RoMan, the Army Research Laboratory's robotic manipulator, considers the best way to grasp and move a tree branch at the Adelphi Laboratory Center, in Maryland.

Evan Ackerman

This article is part of our special report on AI, “The Great AI Reckoning.

"I should probably not be standing this close," I think to myself, as the robot slowly approaches a large tree branch on the floor in front of me. It's not the size of the branch that makes me nervous—it's that the robot is operating autonomously, and that while I know what it's supposed to do, I'm not entirely sure what it will do. If everything works the way the roboticists at the U.S. Army Research Laboratory (ARL) in Adelphi, Md., expect, the robot will identify the branch, grasp it, and drag it out of the way. These folks know what they're doing, but I've spent enough time around robots that I take a small step backwards anyway.

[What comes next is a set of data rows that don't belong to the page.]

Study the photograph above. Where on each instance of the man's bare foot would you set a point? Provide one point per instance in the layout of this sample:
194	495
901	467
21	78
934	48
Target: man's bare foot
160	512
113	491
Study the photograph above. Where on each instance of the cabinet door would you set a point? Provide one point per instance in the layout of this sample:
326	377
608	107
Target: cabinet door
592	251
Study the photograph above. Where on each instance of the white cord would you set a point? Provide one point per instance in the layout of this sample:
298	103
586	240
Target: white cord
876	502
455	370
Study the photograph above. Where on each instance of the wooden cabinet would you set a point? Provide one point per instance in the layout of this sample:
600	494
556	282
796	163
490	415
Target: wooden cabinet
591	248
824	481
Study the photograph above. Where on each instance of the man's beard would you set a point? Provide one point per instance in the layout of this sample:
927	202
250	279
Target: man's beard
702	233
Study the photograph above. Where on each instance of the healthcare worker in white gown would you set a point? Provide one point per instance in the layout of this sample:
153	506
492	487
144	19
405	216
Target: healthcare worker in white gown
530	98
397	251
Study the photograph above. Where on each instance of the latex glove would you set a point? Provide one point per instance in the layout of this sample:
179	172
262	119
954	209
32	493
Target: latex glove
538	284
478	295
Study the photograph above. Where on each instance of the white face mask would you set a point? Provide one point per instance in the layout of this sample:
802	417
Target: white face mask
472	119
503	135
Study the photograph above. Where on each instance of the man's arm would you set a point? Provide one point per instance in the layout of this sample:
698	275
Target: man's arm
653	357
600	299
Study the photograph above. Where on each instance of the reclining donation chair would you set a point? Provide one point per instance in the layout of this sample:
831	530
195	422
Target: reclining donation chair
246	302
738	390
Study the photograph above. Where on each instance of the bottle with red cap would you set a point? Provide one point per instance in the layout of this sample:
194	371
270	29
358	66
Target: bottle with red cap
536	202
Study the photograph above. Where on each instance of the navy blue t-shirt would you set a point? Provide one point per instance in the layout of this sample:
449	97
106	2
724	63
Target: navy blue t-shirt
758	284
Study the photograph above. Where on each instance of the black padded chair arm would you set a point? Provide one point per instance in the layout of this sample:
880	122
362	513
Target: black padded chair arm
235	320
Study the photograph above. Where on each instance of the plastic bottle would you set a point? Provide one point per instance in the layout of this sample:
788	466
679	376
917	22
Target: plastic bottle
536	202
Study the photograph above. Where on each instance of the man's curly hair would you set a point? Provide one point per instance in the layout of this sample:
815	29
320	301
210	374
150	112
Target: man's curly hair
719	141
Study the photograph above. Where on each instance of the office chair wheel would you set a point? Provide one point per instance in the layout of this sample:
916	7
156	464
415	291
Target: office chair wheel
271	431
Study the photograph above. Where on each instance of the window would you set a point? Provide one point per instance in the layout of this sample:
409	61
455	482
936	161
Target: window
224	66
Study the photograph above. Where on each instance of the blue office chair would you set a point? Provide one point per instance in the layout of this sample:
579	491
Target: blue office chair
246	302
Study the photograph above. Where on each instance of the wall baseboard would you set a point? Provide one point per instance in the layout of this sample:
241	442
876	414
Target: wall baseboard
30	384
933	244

The robot, named RoMan, for Robotic Manipulator, is about the size of a large lawn mower, with a tracked base that helps it handle most kinds of terrain. At the front, it has a squat torso equipped with cameras and depth sensors, as well as a pair of arms that were harvested from a prototype disaster-response robot originally developed at NASA's Jet Propulsion Laboratory for a DARPA robotics competition. RoMan's job today is roadway clearing, a multistep task that ARL wants the robot to complete as autonomously as possible. Instead of instructing the robot to grasp specific objects in specific ways and move them to specific places, the operators tell RoMan to "go clear a path." It's then up to the robot to make all the decisions necessary to achieve that objective.